専用庭・ルーフバルコニーでの物置設置等の制限

 当マンションでは、専用庭やルーフバルコニーに物置を設置している居住者が複数おり、景観や、避難経路の確保の観点から問題視する声が上がっています。これらの場所には専用使用権が設定されていますが、管理組合は規約を改正して物置の設置を全面的に禁止したり、サイズを制限したりすることは可能でしょうか?法的な根拠と対応手順を教えてください。

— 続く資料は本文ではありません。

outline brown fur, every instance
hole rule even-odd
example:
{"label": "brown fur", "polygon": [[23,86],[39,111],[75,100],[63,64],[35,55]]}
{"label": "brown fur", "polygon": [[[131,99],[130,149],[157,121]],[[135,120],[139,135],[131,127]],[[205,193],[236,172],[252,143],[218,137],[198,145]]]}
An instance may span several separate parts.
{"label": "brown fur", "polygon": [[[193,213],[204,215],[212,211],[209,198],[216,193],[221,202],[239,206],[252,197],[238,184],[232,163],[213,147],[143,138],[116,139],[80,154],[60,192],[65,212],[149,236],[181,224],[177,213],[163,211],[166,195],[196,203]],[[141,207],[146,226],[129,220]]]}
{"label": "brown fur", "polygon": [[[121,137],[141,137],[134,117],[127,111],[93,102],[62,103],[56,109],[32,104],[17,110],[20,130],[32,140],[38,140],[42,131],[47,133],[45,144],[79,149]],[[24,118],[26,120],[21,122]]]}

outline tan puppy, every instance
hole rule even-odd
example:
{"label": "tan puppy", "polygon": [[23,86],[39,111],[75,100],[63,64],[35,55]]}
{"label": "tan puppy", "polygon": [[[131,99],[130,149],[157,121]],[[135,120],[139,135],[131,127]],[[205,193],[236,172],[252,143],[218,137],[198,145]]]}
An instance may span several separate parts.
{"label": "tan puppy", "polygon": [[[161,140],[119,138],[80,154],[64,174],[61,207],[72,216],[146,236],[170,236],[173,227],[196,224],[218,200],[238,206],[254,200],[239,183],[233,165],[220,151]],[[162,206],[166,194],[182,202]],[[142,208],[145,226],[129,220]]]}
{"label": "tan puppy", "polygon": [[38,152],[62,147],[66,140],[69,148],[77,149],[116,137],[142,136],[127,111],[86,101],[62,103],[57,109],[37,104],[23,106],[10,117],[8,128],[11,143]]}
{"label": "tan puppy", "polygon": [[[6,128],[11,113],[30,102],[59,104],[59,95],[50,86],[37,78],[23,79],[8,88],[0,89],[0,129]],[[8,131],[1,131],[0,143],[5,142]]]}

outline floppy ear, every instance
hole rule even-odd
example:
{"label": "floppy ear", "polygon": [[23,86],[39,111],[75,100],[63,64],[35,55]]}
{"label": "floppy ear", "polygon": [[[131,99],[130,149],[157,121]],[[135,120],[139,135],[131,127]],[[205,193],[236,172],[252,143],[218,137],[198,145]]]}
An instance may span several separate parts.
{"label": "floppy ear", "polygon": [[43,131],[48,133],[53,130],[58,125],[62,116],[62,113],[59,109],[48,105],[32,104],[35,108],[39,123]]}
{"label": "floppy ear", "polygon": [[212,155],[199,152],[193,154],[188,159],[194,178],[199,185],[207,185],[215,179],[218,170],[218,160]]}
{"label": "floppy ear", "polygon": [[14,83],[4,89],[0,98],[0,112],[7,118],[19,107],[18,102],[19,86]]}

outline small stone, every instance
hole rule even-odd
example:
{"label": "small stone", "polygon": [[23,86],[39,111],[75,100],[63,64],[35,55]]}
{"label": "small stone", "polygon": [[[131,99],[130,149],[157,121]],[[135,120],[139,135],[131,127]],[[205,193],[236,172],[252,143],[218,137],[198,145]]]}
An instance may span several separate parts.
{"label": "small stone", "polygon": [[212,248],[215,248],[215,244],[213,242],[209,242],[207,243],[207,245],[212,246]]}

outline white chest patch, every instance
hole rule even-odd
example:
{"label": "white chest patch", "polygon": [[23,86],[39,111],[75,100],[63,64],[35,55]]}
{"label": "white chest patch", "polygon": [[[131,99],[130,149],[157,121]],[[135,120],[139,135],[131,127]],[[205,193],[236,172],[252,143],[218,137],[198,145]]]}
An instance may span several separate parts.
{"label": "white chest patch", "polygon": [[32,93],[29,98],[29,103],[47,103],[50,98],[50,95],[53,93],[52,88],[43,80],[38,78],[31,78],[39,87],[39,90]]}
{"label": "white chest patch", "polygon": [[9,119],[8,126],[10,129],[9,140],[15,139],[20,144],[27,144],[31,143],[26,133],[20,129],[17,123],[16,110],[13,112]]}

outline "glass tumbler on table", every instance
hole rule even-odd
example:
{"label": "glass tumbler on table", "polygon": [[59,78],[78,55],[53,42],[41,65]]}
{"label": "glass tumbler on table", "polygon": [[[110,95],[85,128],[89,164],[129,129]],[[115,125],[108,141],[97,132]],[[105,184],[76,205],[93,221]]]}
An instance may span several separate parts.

 専用使用権が設定されている庭やバルコニーであっても、管理組合は規約や細則によって物置の設置を制限、または禁止することが可能です。この場所は法的にはあくまで共用部分であり、その使用は非常時の避難経路の確保や建物の美観維持といった共同の利益を守るという大原則に従う必要があるからです。

 まず、制限や禁止を行う法的な根拠は、避難経路の確保や外観を損なうことによる共同の利益の侵害にあります。この二点を明確に規約または使用細則に盛り込むことが出発点となります。具体的な禁止や制限(例:設置できるサイズの上限、色の指定など)を設けるには、総会決議が必要です。

 実務上、この物置の撤去を最も円滑かつ効果的に進めることができるのは、大規模修繕工事のタイミングです。「工事に必須の足場設置や防水・塗装作業の邪魔になるから」という、誰にも反論できない工事上の必要性で、住民の納得を得やすい方法となります。

 また、大規模修繕以外にも、ルールを浸透させ実行に移す有効なタイミングがいくつかあります。広域での大規模災害が報道された直後など、安全確保の必要性に対する住民の意識が高まったタイミングも、避難経路に関する細則を徹底させるうえで効果的です。また、新しい居住者の方が入居される際も、入居時に改正後の規約・細則を徹底し、物置設置を最初からさせないことが大事です。

 管理組合としては、これらのタイミングを戦略的に活用し、「安全」を最優先の理由として、根気強く全居住者への周知徹底を進めてください。